Writing and Brick Laying

So yesterday I had a bit of a conversation with a friend and we talked about writing and stuff. This friend has a short story published in a FIXI book as well as a few other short stories floating around the internet. On top of that, he has written and shot a couple of short films. Additionally, he writes and performs some poetry every now and then. He wouldn't identify as a writer writer, but he writes from time to time.

We talked about writing and how he wrote was that he needed a story first, before he can write. He has to already have an ending in mind in order to start and finish writing something. The downside to that, he told me, was that it takes months and months before he gets an idea of something to write about, so he'll usually spend months just not writing anything because he's waiting for something to write about.
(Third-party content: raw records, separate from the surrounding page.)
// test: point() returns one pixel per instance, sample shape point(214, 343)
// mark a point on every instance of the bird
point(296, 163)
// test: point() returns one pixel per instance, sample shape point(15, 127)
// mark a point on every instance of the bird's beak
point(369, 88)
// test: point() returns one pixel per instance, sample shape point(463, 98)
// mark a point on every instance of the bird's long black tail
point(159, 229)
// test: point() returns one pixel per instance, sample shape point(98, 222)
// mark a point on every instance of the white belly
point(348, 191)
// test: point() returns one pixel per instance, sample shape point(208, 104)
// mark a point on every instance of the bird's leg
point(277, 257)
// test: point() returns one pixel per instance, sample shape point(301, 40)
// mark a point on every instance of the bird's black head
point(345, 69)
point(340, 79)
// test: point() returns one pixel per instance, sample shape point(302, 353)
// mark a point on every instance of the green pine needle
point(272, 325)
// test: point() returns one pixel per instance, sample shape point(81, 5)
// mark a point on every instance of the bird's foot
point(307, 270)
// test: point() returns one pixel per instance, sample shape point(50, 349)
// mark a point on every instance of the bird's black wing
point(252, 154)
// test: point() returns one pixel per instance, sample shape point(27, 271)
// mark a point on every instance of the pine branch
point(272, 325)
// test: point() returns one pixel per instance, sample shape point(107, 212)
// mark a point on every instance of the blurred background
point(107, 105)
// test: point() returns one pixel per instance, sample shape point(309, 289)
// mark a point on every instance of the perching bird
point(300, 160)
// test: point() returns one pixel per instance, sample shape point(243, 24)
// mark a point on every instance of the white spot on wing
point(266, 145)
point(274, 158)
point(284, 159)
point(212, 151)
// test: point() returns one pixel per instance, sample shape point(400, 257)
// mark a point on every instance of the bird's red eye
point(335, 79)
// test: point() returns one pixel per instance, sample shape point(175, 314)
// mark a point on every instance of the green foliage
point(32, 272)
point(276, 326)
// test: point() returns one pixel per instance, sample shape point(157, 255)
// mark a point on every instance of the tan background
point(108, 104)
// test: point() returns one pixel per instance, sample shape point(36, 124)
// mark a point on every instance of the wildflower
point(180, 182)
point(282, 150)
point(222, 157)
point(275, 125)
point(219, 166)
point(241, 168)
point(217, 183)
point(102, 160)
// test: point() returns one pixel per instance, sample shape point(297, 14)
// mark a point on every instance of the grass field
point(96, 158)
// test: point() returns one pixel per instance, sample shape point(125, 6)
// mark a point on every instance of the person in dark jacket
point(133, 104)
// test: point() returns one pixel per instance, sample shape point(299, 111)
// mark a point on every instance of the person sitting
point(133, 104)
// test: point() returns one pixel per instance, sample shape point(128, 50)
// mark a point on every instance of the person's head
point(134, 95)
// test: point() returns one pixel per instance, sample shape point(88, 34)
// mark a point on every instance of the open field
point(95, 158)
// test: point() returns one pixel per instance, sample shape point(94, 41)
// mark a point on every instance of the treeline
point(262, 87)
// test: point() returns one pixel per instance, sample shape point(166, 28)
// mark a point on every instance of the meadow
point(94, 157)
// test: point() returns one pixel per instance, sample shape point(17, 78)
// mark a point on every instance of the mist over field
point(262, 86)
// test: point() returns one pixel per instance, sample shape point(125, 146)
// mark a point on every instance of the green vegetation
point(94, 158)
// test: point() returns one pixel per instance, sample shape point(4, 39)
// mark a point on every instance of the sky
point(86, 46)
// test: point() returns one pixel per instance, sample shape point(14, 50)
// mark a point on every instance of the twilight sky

I introduced the analogy of a house. He needs the already finished house in his head first, before he can start laying down bricks. And when he finally does, he tries to build the house as closely as he can to the vision of the house that was already in his head. And I think that that's a good way to write. Already have a finished story in your head, and type out whatever words that most closely resembles what is in your mind.

Thing is, I think that that's how I should write as well. I think that I need a vision of a finished house to pop up in my mind before I can lay bricks if that house is going to be any good. Tapi masalahnya is that I've been waiting years and years for that vision of a house to come, but it has never come, so I shouldn't start writing yet. But on the other hand, I feel like if I don't write at all, then absolutely nothing can be achieved. Waiting won't do me any good. And by the time the vision of the house finally does come to my mind, I haven't laid bricks for so long that I'll be rusty by the time I do start the process.

So what I do is that I try to lay the first brick first. But then the thing about me is that once I lay down the first brick, I scrutinise that brick so intensely that I end up throwing it away. In writing terms, I write the first hundred words, and allow myself to attack that hundred words until I believe it sucks and is not worth building with and end up deleting that word file entirely. Which doesn't help getting anything done either.

My friend asked me why I even bother laying bricks in the first place, and my answer was that it was because of my desire to be a writer. I want to be a writer so bad that I do it anyway, even though I suck at it every step of the way. Writing is something that I want to do consistently, and well, at the same time if possible. And he nodded in understanding.